This report proposes improvements of the land surface model (LSM) used in the turbulence-resolving Dutch Atmospheric Large-Eddy Simulation model (DALES). Important changes include the infiltration of precipitation, the parametrization of the soil hydraulic functions and the formulation of the soil water extraction by vegetation roots. The performance of the improved LSM version is validated using offline simulations and observations from the CESAR meteorological observatory in Cabauw (Netherlands), during the year of 2015. An optimal parameter set for this location set is obtained from both satellite retrievals and in-situ observations. In particular, the seasonal dependence of both the Leaf Area Index (LAI) and the roughness lengths for heat and momentum is prescribed to the model.

The offline simulations determined that the improved version of the LSM is able to model the surface fluxes during the year of 2015 with an accuracy of 10 W/m2. This accuracy was found to be strongly dependent on the chosen land surface parameters such as the LAI, the roughness lengths, the soil textures and the vegetation root profiles. Furthermore, the lower boundary for soil water transfer, set to free drainage, was found to cause too much vegetation stress after an extended simulation time.

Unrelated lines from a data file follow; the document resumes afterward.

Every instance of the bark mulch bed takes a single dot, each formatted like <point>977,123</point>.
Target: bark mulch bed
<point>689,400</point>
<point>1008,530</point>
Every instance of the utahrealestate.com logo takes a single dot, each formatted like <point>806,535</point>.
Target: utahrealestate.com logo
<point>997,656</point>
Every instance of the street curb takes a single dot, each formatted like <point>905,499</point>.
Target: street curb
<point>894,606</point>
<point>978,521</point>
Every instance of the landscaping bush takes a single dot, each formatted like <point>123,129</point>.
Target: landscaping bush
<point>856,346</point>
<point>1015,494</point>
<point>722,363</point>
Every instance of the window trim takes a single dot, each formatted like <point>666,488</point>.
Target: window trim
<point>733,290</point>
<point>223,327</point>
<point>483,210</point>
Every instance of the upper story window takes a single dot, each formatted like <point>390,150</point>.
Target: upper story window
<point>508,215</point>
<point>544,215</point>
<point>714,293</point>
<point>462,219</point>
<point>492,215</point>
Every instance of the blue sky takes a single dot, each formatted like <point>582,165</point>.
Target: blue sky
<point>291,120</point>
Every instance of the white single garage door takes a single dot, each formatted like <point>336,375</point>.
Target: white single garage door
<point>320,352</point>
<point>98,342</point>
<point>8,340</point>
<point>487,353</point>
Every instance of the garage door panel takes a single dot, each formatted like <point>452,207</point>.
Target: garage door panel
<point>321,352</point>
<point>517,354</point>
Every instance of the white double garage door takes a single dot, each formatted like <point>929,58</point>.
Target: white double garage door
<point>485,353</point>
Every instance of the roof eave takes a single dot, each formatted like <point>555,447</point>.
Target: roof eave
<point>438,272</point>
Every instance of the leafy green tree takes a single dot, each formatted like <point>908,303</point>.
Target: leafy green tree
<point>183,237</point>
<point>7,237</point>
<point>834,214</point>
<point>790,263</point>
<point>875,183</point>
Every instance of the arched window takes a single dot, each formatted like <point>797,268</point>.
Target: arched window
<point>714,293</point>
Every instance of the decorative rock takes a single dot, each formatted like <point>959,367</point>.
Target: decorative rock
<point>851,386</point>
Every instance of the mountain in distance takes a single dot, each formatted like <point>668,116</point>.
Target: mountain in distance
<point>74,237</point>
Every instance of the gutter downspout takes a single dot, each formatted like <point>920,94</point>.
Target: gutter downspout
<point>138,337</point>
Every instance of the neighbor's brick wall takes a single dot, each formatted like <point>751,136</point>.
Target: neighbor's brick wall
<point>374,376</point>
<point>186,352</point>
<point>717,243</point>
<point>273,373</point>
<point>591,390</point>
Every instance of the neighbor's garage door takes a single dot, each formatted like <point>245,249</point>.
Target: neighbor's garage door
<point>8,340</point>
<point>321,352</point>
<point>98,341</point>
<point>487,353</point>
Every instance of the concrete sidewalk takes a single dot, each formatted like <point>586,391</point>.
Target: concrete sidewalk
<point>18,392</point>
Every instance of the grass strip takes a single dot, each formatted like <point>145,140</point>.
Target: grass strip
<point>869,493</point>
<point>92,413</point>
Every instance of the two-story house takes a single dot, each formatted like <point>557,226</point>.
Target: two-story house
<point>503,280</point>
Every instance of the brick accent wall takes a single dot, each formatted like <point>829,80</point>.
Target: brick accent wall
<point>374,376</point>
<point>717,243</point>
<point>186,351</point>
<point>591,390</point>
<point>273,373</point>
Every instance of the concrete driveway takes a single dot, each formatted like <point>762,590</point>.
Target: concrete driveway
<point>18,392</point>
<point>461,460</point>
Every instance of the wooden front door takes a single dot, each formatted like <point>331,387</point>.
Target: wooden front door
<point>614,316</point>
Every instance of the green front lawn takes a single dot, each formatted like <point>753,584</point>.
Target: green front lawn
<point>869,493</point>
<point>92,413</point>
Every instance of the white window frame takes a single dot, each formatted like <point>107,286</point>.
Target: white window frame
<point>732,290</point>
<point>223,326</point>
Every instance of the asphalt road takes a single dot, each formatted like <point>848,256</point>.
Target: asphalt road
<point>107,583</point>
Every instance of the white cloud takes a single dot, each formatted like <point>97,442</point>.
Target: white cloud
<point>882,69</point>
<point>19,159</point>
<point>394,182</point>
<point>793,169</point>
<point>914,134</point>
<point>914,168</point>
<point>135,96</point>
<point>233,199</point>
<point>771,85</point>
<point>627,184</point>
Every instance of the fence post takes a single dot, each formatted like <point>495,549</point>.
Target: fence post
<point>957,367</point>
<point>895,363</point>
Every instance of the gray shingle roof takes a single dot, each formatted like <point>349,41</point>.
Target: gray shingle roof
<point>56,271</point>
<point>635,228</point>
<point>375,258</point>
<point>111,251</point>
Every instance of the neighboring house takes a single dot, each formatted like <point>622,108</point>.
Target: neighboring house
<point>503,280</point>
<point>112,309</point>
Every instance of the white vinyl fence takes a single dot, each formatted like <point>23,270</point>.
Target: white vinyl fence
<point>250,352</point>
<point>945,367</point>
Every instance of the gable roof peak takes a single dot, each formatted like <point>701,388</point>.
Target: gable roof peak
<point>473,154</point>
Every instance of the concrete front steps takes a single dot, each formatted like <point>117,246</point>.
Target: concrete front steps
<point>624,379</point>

Finally, the LSM is tested in a fully-coupled mode during three different meteorological events observed at the CESAR observatory. Firstly, stratocumulus simulations confirm the importance of the surface evaporation on the development of the stratocumulus layer, which is considerably reduced compared to simulations that assume the surface to be saturated with water. Secondly, the growth of the clear convective boundary layer was found to be greatly affected by the partitioning of the surface fluxes, as the sensible heat flux plays a key role in entrainment. Although the modelled sensible heat flux was found to be in agreement with the observations, the growth of the boundary layer was still substantially underestimated. Lastly, it was found that it is possible to model the main development stages of radiation fog in DALES, despite the fact that the modelled fog layer appears to be too persistent.